A foul-mouthed, racist authoritarian with unconcealed disdain for the Rule of Law is pitted for the presidency against an opponent who personifies the ruling elite and is accused by many of crooked behaviour. Next week, on Tuesday 8 November, that will happen when Donald Trump and Hillary Clinton face the American people. It also happened on 5 May 2002 when Jean-Marie Le Pen faced Jaques Chirac in the run-off for the two candidates who had come top in the first round of the election for the French president on 21 April 2002.
Whereas it would be foolish to predict the result on Tuesday (Clinton is favourite but who knows in this time of shocks?), it is safe to say that it will be nothing like the result on 5 May 2002. Chirac crushed Le Pen by 82.2% to 17.8%.
In the first round when votes had been split between 16 candidates, Chirac had won 19.8% and Le Pen had been only 3% behind on 16.8%. In the two weeks between the rounds, France saw mass demonstrations and was gripped with widespread feelings of horror and revulsion at the possibility that a neofascist like Le Pen could become president.
Millions of voters who could not stand Chirac, both for his right wing programme and the fact that they thought he was corrupt, nevertheless voted for him to stop Le Pen. A famous poster encapsulated the mood of these reluctant Chirac voters. It was a picture of Chirac with the slogan - “Votez escroc, pas facho!”. “Vote for the crook, not the fascist!”
Trump is every bit as dangerous a man as Le Pen was in 2002. Clinton is as flawed a candidate as Chirac.
So, why will we not see Trump crushed in the way Le Pen was crushed? Personalities and policies matter but far more significant for an explanation, I believe, is how the circumstances have changed between 2002 in France and 2016 in the USA. Karl Marx was right when he said: -“Men make their own history, but they do not make it as they please; they do not make it under self-selected circumstances, but under circumstances existing already, given and transmitted from the past.”
Here are three ways the circumstances are different.
First, since the Financial Crash of 2008 there are many more people in Western democracies who have been reduced either to penury in the case of the poor or to deep insecurity in the case of the middle class.
Secondly, since 2008 the elites in the West have continued to do very well.

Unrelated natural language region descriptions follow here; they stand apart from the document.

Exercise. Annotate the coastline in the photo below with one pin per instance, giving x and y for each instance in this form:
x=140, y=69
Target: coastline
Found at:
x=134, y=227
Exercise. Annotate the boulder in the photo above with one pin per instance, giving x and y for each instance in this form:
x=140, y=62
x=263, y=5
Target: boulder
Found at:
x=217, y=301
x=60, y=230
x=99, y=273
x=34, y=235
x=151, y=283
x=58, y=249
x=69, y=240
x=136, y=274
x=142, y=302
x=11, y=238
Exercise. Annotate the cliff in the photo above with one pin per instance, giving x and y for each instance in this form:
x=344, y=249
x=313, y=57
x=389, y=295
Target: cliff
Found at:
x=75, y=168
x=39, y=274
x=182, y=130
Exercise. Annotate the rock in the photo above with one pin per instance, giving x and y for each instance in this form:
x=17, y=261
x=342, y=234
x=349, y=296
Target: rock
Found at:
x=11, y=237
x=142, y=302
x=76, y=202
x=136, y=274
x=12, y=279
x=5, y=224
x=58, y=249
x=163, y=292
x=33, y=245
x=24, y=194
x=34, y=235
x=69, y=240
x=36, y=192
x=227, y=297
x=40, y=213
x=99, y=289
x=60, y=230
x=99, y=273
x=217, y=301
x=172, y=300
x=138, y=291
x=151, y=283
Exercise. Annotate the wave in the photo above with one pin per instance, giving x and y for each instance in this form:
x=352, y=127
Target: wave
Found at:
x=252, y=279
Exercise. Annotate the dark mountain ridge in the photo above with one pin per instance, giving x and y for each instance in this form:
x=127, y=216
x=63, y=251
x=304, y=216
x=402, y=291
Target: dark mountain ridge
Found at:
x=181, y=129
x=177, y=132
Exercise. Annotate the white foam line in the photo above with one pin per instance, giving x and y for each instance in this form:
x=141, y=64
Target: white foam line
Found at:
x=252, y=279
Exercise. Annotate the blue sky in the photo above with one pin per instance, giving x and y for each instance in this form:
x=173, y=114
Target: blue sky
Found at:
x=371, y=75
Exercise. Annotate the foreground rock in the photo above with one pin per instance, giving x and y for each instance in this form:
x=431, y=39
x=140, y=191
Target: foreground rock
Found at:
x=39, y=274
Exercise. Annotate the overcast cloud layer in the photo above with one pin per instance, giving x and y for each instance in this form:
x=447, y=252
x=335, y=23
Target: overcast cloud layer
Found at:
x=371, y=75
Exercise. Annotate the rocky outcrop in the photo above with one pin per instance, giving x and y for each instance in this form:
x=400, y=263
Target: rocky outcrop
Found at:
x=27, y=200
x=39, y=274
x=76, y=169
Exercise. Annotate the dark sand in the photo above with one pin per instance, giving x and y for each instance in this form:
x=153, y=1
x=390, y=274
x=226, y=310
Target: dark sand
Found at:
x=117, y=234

Those in the middle class who have not done well - or who see their children struggling - and those in poverty have increasingly bitterly resented what they have seen as the elites’ indifference or complacency to their plight.
Third, the level of political abuse in the USA over the last few decades has robbed the language of meaning. Trump is a highly dangerous man, unqualified to be president who will imperil democracy in the USA and, indeed, the future of the world itself. That is the truth.
However, mainstream Republican politicians and operatives have been saying similar things about Obama for years. Much the same applies to the rhetoric of mainstream Democrats about their opponents. Now when the mainstream say that of Trump it is hardly surprising people do not believe them.
If Trump loses, we can celebrate - but not for long. The circumstances that allowed him to flourish will not have gone away. Imagine how much more dangerous, electorally, would be a cleaned-up Trump - someone much like him but more disciplined.
This has happened in France. Jean-Marie Le Pen was replaced by his daughter Marine Le Pen. She is a cleaned-up version of her father. Polls are indicating that she will actually lead in the first round of the presidential election in France in 2017. It is expected that she will lose the second round just as her father did. But no one expects that she will be crushed 82:18 like him. It will be much closer.
These are dark times, indeed.
Dark times indeed Mr London. Trump, like UKIP/Tories Brexiteers, like Le Pen and the French FN, wont deliver the fundamental changes they allude to, but they will deliver scapegoats and ratchet up the fear & loathing in society.
ReplyDeleteWe wont beat them by pandering to racism and xenophobia but by offering a real alternative.
This summer's Labour Party leadership campaign showcased the alternatives on offer to the left in Britain. Go along with the PLP and Owen Smith's call "to win 2 million Tory voters" or reinvigorate the traditional heartland of Labour support.
Brexit, as you pointed out on other posts, was voted for by a coalition of a majority of xenophobic right wing tory voters and a minority of disillusioned & disoriented working class voters. The latter need winning back from this unnatural alliance, which can only harm them, by a bold socialist challenge to the neo-liberal consensus which is sleep walking us into disaster.
We've seen worse but that is little comfort this morning.